Oruç Reis onun için “Ben bu yaşıma kadar geldim fakat şimdiye kadar denizde tilkinin zekâsını, aslanın cesaretiyle bu kadar iyi karıştıran bir denizciyi göremedim” diyerek Turgut Reis’e olan hayranlığını dile getirmiştir.
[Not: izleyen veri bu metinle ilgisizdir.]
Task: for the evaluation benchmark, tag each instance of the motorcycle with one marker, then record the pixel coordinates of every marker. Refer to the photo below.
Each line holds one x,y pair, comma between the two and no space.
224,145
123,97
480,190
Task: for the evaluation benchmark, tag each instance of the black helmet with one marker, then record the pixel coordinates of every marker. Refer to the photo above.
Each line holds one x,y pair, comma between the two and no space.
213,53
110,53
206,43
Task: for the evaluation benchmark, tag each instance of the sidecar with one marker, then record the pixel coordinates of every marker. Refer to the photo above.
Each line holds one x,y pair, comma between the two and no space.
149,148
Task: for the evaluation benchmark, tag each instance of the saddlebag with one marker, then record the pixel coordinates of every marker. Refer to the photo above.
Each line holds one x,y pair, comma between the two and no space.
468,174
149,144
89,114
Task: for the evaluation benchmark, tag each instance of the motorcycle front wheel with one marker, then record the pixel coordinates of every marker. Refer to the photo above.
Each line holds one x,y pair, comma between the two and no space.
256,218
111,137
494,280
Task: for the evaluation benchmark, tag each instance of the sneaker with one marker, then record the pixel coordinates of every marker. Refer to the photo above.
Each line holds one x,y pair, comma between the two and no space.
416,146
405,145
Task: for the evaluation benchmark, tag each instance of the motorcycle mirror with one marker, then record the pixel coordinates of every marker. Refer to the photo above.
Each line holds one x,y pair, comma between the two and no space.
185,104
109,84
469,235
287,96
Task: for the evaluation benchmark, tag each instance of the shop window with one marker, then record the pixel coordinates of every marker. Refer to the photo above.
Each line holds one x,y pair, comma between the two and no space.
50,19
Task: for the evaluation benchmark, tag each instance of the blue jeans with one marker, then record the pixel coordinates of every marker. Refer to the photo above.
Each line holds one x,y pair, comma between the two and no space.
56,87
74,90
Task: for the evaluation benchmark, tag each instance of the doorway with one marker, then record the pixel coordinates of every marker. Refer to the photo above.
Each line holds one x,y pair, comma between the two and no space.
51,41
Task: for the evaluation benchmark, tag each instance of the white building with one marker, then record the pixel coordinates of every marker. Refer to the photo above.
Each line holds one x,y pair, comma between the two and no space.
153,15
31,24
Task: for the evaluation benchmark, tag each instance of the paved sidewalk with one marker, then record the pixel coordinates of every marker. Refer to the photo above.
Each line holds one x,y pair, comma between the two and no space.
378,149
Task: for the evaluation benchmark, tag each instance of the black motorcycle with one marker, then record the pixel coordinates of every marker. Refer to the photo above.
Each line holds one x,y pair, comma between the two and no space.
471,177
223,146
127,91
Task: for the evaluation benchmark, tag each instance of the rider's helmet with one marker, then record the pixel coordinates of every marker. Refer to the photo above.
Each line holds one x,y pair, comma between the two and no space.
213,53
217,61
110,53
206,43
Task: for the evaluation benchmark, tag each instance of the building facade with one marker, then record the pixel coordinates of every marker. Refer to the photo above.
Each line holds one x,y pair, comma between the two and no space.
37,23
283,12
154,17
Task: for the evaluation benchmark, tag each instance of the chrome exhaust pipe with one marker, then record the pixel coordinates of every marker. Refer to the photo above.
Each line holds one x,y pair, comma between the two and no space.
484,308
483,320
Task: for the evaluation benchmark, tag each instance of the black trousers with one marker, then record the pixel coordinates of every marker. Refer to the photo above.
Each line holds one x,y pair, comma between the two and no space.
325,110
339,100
Avrupalıların gemilerinde kirliliğe bağlı olarak hastalıklar görülürken Turgut Reis’in gemileri tertemizdir. Çünkü Müslümanlar temizliğe önem verdikleri ve ibadet yeri olarak kullandıkları için Türk gemilerinde bu sorunlara asla rastlanmamaktadır. Turgut Reis ve tayfaları, İslâmiyet’in şartlarını da yerine getirirler. Bunların başlıcaları temizliğe dikkat etmek, namaz kılmak ve Kur’ân okumaktır. Turgut Reis, Cezayir’de çok sevilmektedir. Esir düştüğü zaman Kuzey Afrika kıyılarını yas sarmıştır” (Halikarnas Balıkçısı, 1980: 284).